Лицо Тильды стало совершенно белым. Она перестала злобно шипеть и заговорила тихим, опасно спокойным голосом:
— А как насчет того, чтобы ты чуть-чуть поработал, мой дорогой? Я этого не могу. Я не могу двигаться и подвергать ребенка опасности. Но ты легко мог бы найти хоть какую-то работу. Но нет! Для этого наш мальчик слишком утончен, и ему жаль себя! Не дай бог, ты испачкаешь руки! Это стало бы катастрофой для Матиаса фон Штайнфельда!
В чем-то она была права, и Матиас это чувствовал. И он знал, что мать тоже ожидает от него, что он будет искать работу. Но он не хотел, чтобы Тильда или мать заставляли его что-то делать, командовали им, а главное — он не хотел быть вечным жертвенным агнцем.

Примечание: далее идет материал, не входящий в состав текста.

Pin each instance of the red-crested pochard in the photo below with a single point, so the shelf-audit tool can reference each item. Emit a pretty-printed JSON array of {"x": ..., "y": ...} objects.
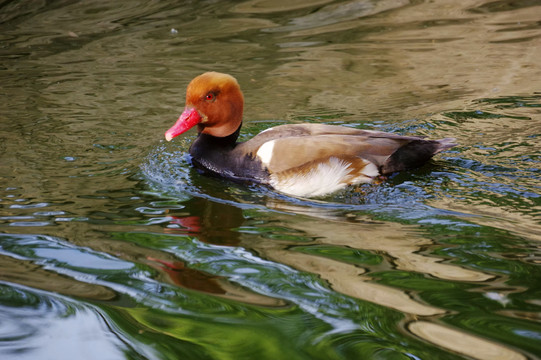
[{"x": 299, "y": 159}]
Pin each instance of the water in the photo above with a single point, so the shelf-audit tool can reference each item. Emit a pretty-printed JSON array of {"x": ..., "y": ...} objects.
[{"x": 112, "y": 246}]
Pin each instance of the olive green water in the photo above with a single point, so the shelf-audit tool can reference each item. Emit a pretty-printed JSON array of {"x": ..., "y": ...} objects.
[{"x": 113, "y": 247}]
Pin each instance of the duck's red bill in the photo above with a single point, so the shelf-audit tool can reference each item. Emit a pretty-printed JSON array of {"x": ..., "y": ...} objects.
[{"x": 187, "y": 120}]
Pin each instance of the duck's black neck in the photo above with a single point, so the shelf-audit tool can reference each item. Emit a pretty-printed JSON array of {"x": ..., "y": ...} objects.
[
  {"x": 218, "y": 142},
  {"x": 217, "y": 155}
]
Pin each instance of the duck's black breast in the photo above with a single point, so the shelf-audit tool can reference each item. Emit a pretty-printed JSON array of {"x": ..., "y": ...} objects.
[{"x": 220, "y": 156}]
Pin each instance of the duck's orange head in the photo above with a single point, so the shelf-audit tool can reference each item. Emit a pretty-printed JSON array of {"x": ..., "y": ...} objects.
[{"x": 214, "y": 103}]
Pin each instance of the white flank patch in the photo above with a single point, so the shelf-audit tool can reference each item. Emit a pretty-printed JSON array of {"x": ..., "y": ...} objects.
[
  {"x": 265, "y": 152},
  {"x": 324, "y": 178}
]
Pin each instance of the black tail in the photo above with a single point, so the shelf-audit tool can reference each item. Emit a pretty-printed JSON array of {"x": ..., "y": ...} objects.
[{"x": 415, "y": 154}]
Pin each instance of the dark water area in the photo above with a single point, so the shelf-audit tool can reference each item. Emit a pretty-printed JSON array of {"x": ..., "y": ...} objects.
[{"x": 112, "y": 246}]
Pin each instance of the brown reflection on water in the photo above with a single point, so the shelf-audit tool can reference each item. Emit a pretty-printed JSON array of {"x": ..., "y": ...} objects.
[{"x": 462, "y": 343}]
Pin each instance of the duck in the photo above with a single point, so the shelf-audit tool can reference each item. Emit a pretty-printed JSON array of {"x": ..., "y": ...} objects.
[{"x": 300, "y": 160}]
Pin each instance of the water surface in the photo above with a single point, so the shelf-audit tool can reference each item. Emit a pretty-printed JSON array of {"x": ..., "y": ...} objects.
[{"x": 112, "y": 246}]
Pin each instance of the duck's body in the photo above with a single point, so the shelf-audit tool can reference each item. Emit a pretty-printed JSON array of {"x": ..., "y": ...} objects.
[{"x": 300, "y": 160}]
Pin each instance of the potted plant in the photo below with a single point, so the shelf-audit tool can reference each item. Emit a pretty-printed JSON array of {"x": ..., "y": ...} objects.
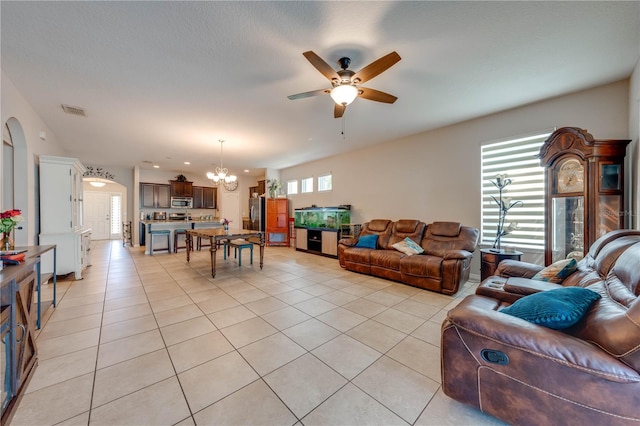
[{"x": 273, "y": 185}]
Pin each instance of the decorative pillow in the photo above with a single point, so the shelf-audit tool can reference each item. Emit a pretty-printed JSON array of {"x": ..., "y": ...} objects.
[
  {"x": 408, "y": 247},
  {"x": 367, "y": 241},
  {"x": 557, "y": 309},
  {"x": 557, "y": 272}
]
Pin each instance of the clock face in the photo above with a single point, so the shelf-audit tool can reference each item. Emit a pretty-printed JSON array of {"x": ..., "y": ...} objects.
[{"x": 570, "y": 176}]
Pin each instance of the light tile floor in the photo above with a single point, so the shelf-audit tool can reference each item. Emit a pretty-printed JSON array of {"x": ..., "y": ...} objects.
[{"x": 145, "y": 340}]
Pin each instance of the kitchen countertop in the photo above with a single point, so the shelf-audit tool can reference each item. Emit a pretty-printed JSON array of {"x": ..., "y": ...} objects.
[{"x": 151, "y": 221}]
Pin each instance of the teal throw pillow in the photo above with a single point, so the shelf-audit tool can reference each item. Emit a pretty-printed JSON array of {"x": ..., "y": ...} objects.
[
  {"x": 367, "y": 241},
  {"x": 557, "y": 271},
  {"x": 557, "y": 309}
]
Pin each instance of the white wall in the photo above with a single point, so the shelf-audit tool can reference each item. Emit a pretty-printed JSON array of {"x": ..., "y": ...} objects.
[
  {"x": 26, "y": 126},
  {"x": 634, "y": 150}
]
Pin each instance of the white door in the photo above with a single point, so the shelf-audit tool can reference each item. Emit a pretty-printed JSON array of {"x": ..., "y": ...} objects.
[
  {"x": 97, "y": 207},
  {"x": 230, "y": 208}
]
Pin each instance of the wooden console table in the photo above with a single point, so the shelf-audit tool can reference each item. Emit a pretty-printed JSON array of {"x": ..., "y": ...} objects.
[
  {"x": 490, "y": 259},
  {"x": 216, "y": 235}
]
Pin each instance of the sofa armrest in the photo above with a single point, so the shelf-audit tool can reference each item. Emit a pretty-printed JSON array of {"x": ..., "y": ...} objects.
[
  {"x": 479, "y": 316},
  {"x": 510, "y": 289},
  {"x": 457, "y": 254},
  {"x": 349, "y": 242},
  {"x": 516, "y": 268}
]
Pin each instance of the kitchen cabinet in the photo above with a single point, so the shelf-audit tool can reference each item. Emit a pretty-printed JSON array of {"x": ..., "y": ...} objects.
[
  {"x": 301, "y": 239},
  {"x": 277, "y": 222},
  {"x": 204, "y": 197},
  {"x": 155, "y": 196},
  {"x": 61, "y": 206},
  {"x": 330, "y": 243},
  {"x": 181, "y": 188},
  {"x": 259, "y": 189},
  {"x": 17, "y": 321},
  {"x": 585, "y": 191}
]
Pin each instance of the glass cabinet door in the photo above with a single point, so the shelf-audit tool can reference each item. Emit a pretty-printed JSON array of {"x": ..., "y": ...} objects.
[{"x": 567, "y": 228}]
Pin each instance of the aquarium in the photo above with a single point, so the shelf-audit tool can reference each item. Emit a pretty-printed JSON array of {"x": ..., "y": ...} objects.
[{"x": 322, "y": 217}]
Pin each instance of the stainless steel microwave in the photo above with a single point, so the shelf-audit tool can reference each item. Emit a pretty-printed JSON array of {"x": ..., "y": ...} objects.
[{"x": 182, "y": 202}]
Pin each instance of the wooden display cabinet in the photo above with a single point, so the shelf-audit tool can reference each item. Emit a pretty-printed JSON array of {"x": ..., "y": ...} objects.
[
  {"x": 277, "y": 222},
  {"x": 584, "y": 181}
]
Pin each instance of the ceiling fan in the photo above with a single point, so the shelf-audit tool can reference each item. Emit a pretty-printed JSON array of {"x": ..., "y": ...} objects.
[{"x": 346, "y": 83}]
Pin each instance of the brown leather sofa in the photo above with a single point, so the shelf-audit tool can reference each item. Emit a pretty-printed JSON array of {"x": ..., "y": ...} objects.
[
  {"x": 443, "y": 267},
  {"x": 524, "y": 373}
]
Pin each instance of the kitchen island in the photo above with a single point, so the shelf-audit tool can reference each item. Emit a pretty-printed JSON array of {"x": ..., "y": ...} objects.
[{"x": 172, "y": 225}]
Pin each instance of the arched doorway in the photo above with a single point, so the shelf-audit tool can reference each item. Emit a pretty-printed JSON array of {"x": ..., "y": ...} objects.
[{"x": 15, "y": 181}]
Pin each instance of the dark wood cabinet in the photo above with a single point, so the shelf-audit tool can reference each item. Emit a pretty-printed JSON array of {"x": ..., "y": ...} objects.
[
  {"x": 181, "y": 188},
  {"x": 204, "y": 197},
  {"x": 491, "y": 258},
  {"x": 155, "y": 195},
  {"x": 277, "y": 222},
  {"x": 584, "y": 180}
]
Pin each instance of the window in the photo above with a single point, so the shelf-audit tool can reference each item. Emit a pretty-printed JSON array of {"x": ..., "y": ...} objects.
[
  {"x": 292, "y": 187},
  {"x": 306, "y": 185},
  {"x": 324, "y": 182},
  {"x": 518, "y": 159}
]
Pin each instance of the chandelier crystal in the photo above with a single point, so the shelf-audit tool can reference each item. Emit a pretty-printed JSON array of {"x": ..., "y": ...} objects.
[{"x": 221, "y": 175}]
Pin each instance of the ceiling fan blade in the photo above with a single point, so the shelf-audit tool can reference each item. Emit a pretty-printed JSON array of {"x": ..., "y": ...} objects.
[
  {"x": 376, "y": 67},
  {"x": 376, "y": 95},
  {"x": 308, "y": 94},
  {"x": 324, "y": 68}
]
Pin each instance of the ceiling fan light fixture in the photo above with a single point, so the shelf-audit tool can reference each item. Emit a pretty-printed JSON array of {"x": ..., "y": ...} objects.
[{"x": 344, "y": 94}]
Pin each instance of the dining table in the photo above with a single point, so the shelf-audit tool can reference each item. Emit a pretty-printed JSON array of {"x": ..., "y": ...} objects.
[{"x": 218, "y": 235}]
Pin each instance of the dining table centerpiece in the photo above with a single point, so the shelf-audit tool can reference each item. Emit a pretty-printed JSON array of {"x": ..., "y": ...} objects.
[
  {"x": 8, "y": 221},
  {"x": 504, "y": 205}
]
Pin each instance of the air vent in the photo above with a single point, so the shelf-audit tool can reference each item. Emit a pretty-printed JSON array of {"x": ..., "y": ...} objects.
[{"x": 73, "y": 110}]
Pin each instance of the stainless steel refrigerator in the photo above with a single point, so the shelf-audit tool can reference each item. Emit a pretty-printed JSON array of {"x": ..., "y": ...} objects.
[{"x": 257, "y": 213}]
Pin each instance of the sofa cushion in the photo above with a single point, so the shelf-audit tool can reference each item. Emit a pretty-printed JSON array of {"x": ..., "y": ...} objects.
[
  {"x": 446, "y": 229},
  {"x": 387, "y": 259},
  {"x": 408, "y": 247},
  {"x": 422, "y": 266},
  {"x": 557, "y": 271},
  {"x": 367, "y": 241},
  {"x": 556, "y": 309}
]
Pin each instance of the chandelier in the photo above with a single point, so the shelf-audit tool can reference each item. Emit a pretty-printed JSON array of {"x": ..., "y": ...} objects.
[{"x": 222, "y": 175}]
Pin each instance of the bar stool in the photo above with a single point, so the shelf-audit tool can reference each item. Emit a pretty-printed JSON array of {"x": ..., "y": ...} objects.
[
  {"x": 161, "y": 232},
  {"x": 177, "y": 233},
  {"x": 238, "y": 245}
]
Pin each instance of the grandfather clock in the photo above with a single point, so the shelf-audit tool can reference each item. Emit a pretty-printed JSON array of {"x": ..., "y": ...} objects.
[{"x": 584, "y": 181}]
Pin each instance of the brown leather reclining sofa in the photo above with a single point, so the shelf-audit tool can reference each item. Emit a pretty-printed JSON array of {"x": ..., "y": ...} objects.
[
  {"x": 444, "y": 265},
  {"x": 588, "y": 374}
]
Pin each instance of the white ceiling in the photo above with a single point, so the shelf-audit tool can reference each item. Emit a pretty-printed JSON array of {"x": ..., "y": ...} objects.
[{"x": 163, "y": 81}]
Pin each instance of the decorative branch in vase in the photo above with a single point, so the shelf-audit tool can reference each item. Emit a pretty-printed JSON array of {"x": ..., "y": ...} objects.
[{"x": 504, "y": 205}]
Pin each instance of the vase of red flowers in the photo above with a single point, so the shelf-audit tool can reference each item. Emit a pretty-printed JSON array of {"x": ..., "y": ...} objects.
[{"x": 8, "y": 220}]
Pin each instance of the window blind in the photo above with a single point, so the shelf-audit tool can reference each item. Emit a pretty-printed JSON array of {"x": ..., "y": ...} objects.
[{"x": 517, "y": 158}]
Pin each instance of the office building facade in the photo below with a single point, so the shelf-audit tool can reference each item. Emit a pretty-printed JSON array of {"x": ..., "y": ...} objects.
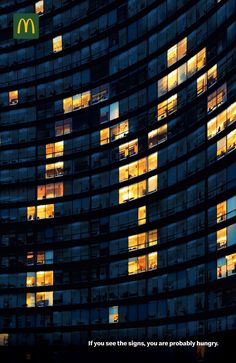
[{"x": 118, "y": 172}]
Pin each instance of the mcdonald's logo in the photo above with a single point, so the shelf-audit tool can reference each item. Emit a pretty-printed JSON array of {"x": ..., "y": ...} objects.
[{"x": 25, "y": 26}]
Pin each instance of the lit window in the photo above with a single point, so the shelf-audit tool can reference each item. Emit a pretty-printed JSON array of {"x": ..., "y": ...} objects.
[
  {"x": 109, "y": 113},
  {"x": 39, "y": 7},
  {"x": 30, "y": 300},
  {"x": 231, "y": 141},
  {"x": 221, "y": 212},
  {"x": 81, "y": 100},
  {"x": 31, "y": 213},
  {"x": 67, "y": 104},
  {"x": 54, "y": 150},
  {"x": 57, "y": 44},
  {"x": 128, "y": 149},
  {"x": 152, "y": 184},
  {"x": 152, "y": 162},
  {"x": 167, "y": 107},
  {"x": 54, "y": 170},
  {"x": 201, "y": 84},
  {"x": 231, "y": 264},
  {"x": 221, "y": 238},
  {"x": 215, "y": 99},
  {"x": 63, "y": 127},
  {"x": 44, "y": 298},
  {"x": 212, "y": 76},
  {"x": 50, "y": 190},
  {"x": 104, "y": 136},
  {"x": 152, "y": 261},
  {"x": 45, "y": 211},
  {"x": 120, "y": 130},
  {"x": 157, "y": 136},
  {"x": 172, "y": 80},
  {"x": 30, "y": 279},
  {"x": 221, "y": 147},
  {"x": 141, "y": 215},
  {"x": 4, "y": 339},
  {"x": 201, "y": 59},
  {"x": 113, "y": 315},
  {"x": 44, "y": 278},
  {"x": 13, "y": 97},
  {"x": 30, "y": 258}
]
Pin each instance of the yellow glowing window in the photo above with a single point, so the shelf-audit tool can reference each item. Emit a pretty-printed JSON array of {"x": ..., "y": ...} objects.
[
  {"x": 54, "y": 150},
  {"x": 221, "y": 147},
  {"x": 57, "y": 44},
  {"x": 54, "y": 170},
  {"x": 152, "y": 184},
  {"x": 39, "y": 7},
  {"x": 212, "y": 75},
  {"x": 172, "y": 80},
  {"x": 113, "y": 315},
  {"x": 172, "y": 55},
  {"x": 31, "y": 215},
  {"x": 231, "y": 264},
  {"x": 162, "y": 86},
  {"x": 182, "y": 48},
  {"x": 141, "y": 215},
  {"x": 104, "y": 136},
  {"x": 152, "y": 261},
  {"x": 4, "y": 339},
  {"x": 63, "y": 127},
  {"x": 221, "y": 238},
  {"x": 128, "y": 149},
  {"x": 231, "y": 140},
  {"x": 152, "y": 162},
  {"x": 221, "y": 212},
  {"x": 67, "y": 104},
  {"x": 201, "y": 59},
  {"x": 201, "y": 84},
  {"x": 44, "y": 298},
  {"x": 13, "y": 97},
  {"x": 30, "y": 258},
  {"x": 30, "y": 300},
  {"x": 44, "y": 278},
  {"x": 30, "y": 279},
  {"x": 152, "y": 237},
  {"x": 211, "y": 128},
  {"x": 45, "y": 211},
  {"x": 231, "y": 113}
]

Он обрюхатил Тильду. Прекрасно. Он был наивным и неопытным. О’кей. Этого уже не изменить. Но почему в наказание он должен постоянно терпеть ее плохое настроение и упреки? На это он согласен не был.
— Да пошла ты!
Это был единственный комментарий, который он выдал, спокойным шагом и с высоко поднятой головой выходя из комнаты.
Как отреагировала Тильда, он не знал. Он даже не обернулся, чтобы посмотреть, не плачет ли она.
Это его просто не интересовало.
Матиас проснулся оттого, что в нос ему ударил въедливый запах свежезаваренного чая из фенхеля, который он считал вызывающе тошнотворным. И так каждое утро. Чистя зубы, ему каждый раз приходилось сдерживаться, чтобы не наблевать в раковину умывальника, а иногда ему казалось, что даже запах тухлых яиц куда приятнее.
Тильда, чем-то громыхая, хозяйничала в кухне. Он больше не мог лежать в постели, хотя чувствовал себя уставшим до смерти и разбитым. Было двадцать минут десятого, и ему очень хотелось поспать еще часа два, но это было невозможно. Тильда до полудня беспрерывно будет пить чай из фенхеля, а это просто отвратительно!
Он повернулся на бок, встал с кровати и сразу же почувствовал, как холодный воздух проник через слишком тонкую пижаму. И летом, и зимой Матиас спал в шелковой пижаме, потому что прикосновение гладкой ткани к коже считал чем-то утонченным и волнующим, пусть даже зимой шелк скорее охлаждал, чем согревал.
Он босиком подошел к окну. Через плотные темно-серые облака едва пробивался дневной свет. Воздух был наполнен влажной, холодной смесью снега и дождя, тротуар отливал мокрым блеском, а при виде голых деревьев Матиаса охватил ужас.
Глубочайшая тоска давила на него, он просто не знал, куда деваться. Матиас знал лишь одно: он сейчас не в состоянии ни видеть Тильду, ни разговаривать с ней, ни выносить вонь фенхеля, окружавшую ее.